Welcome to Season 2 of Fit Test Dummies! We decided to start this season out with a bounce using Spri’s Step360.
You can do anything you can think of, remember to make it fun!
Here is the list of moves we did for the circuit.
- Lunge – 10 each side
- Single leg hold, back leg lift – 10 each side
- Single leg knee ups – 15 each side
- Lunge to single leg lift – 15 each side
- Side leg lift – 20 each side
- Single arm pushups with balls – 20 each side
- One arm military press – 15 each side
- Over the top – 15 reps
- Pushup Jacks – 30 reps
- Ski Abs – 15 reps
- Plank to pushup – 15 reps
FTD Tips:
- Warm up: the most important part of the workout. Do it for 5-10min depending on your level of flexibility, level of strength and how long you’ve been working out.
- Stability Phase: this is really good for those who are just starting out and are trying to get their core centered.

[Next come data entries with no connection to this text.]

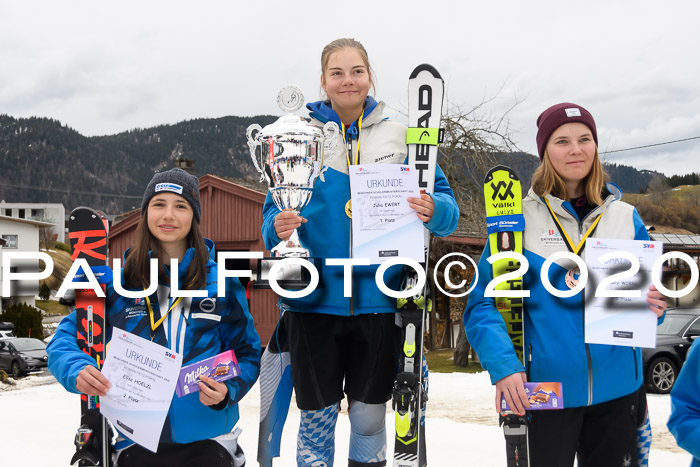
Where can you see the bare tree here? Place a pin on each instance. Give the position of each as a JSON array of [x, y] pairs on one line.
[[473, 138]]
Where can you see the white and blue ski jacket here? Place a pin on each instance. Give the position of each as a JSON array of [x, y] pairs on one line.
[[327, 232], [202, 328], [555, 350], [684, 422]]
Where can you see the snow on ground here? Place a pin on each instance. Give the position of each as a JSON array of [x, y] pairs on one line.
[[39, 419]]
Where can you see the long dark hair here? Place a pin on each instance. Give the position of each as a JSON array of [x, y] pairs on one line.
[[137, 264]]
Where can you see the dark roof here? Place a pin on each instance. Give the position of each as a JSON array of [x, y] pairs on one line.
[[676, 240]]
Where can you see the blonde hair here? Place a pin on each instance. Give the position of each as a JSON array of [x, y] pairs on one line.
[[339, 44], [546, 180]]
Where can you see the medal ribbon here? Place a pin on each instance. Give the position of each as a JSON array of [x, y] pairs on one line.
[[357, 150], [578, 249], [154, 325]]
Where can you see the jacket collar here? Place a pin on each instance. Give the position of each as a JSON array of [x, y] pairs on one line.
[[323, 112], [611, 192]]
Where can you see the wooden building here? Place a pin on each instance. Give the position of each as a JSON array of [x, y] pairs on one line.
[[232, 218]]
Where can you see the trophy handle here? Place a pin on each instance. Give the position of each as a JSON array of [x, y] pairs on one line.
[[252, 145], [331, 130]]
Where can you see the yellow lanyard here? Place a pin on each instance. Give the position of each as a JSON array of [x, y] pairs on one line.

- Balance Phase: make sure you’ve mastered the Stability Phase of the Step360 program so that your form is good. Watch your lower-back and always keep your core engaged.
- Great on the knees because the Step360 bounces with you.
- Side handles allows you to do a lot of hand exercise on the ball.
- Forces you to engage every muscle in your leg.
As always, work within your abilities, do what is comfortable to your body.
- **Key with lunges: keep knees at 90 degrees and make sure your knees do not go over your toes.